Bishop Beckman celebrates the Presentation with St. John XXIII students

Bishop Mark Beckman met with University of Tennessee-Knoxville students at St. John XXIII Catholic Center on Feb. 2. (Photo Gabrielle Nolan)
By Gabrielle Nolan
The community at St. John XXIII Catholic Center came out in full force for a recent visit from Bishop Mark Beckman for the feast of the Presentation of the Lord on Feb. 2.
Both students and older parishioners filled the Paulus Room on Knoxville’s University of Tennessee campus for a 5:30 p.m. Mass, which was celebrated by the bishop and concelebrated by Paulist pastor Father Larry Rice.
The bishop commented that he felt like he had “gone back in time” to when he was at St. Ambrose College in Davenport, Iowa.
“There’s something wonderful about a community of young people who gather to celebrate the mystery of the Eucharist,” he said.

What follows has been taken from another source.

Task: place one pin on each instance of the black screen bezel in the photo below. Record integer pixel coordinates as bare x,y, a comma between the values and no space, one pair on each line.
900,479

The feast of the Presentation of the Lord is also known as Candlemas, and in the Catholic Church candles for churches and homes are usually blessed on this day. Bishop Beckman blessed a variety of candles that were laid in front of the altar at St. John XXIII.
“Tonight, we celebrate a very special feast, the feast of the Presentation of the Lord, that moment 40 days after His birth when Mary and Joseph take the child Jesus to the temple to present Him to the Father,” the bishop remarked.

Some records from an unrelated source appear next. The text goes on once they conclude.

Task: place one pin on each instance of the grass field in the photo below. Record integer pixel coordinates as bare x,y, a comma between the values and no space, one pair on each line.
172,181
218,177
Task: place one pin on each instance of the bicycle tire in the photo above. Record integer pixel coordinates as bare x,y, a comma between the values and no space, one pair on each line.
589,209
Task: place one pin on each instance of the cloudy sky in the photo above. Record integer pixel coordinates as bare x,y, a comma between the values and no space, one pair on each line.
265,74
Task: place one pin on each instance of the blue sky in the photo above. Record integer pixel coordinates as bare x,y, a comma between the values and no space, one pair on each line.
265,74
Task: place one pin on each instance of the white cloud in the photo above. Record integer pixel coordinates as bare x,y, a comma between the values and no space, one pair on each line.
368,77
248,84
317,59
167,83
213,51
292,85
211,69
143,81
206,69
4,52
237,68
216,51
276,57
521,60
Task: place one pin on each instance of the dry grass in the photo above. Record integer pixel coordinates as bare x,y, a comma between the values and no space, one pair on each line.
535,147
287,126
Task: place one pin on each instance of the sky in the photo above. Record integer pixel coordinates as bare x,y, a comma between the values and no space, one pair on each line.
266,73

At the beginning of his homily, Bishop Beckman said the temple of the Lord was “probably one of the most sacred places in human history.”
“In the Old Testament, there were times when the glory of God would fill the temple, so for the people of Israel, a place close to the heart of God,” he observed. “And today in that sacred place we see two people, Simeon and Anna, well advanced in years. They’ve been waiting for the Lord for a long time in their life.”
Bishop Beckman shared that as a young boy, his sacred place was his home parish of Sacred Heart in Lawrenceburg, Tenn. He said that the smell of incense and burning candles inside the church “always reminded me that God was close.”

Bishop Mark Beckman celebrated Mass at St. John XXIII Catholic Center on Feb. 2, the feast of the Presentation.
“One of the things that I’ll never forget is those older folks, who looked like they had been in that church forever when I was a little boy, quietly praying while I arrived,” the bishop commented. “Some of them were widows, or women who had never married. And I remember how they would sit quietly or kneel quietly for Mass, with their eyes ahead looking at the tabernacle, some of them with rosary beads in their hands quietly praying. There are faces and eyes of some of those people that I will never forget. I remember how they would look at me as a little boy with such love, that I realized that whatever they were doing there in prayer also had an effect on the way they saw me as a child.”
Bishop Beckman then shared a story of his first time visiting Jerusalem, where he was able to visit the temple area.
“I got the chance to go to the temple area, what’s left of it, the Western Wall. The stones are immense at the base of the old temple. It was destroyed by the Romans almost 2,000 years ago, less than that. The Romans had invaded the Holy Land about 64 years before Jesus was born, so both Anna and Simeon probably remembered the Romans arriving. So, they were waiting for God there,” he said.
The bishop commented that while he was praying at the Western Wall, he noticed an older man and a younger man both touching the wall and weeping.
“I knew that they were weeping because it was a place that was sacred to them,” he said. “They, like Anna and Simeon, were waiting for the Lord. But something extraordinary happened the day that Simeon and Anna went to the temple that 40th day after the birth of Jesus. And the extraordinary thing was they encountered God, now in human flesh, in a baby, vulnerable just like all of us were when we were born. A tiny baby, God choosing to become human. And since that moment of the incarnation, God is somehow mysteriously connected to each one of us, and encountering the sacred mystery of God is no longer in the temple but now in each other, in the face of every human we meet in the street. … So, meeting God is meeting each other in a deeper spirit of love.”
Bishop Beckman explained that he understood that the women in his home parish who waited for God also “looked at me with such great love.”
The bishop then issued a challenge to all those in attendance at the Mass.
“I want to challenge you tonight as we pray on this feast day of the Presentation, to ask the Lord to give you the gift of recognizing more and more in every person that you meet the mysterious presence of God, and to give you the grace to respond with a deeper love,” he said. “Some people it’s easy to love because they love us, right? But there are other people who are more challenging to love, people who are not like us, people who are different—strangers, newcomers, people of other faith backgrounds, right? And the Lord is saying to us love them because I am in them in a mysterious way.”
Following the Mass, the bishop greeted students and attended his first Sunday Supper, a St. John XXIII parish tradition that occurs on Sundays during the school year.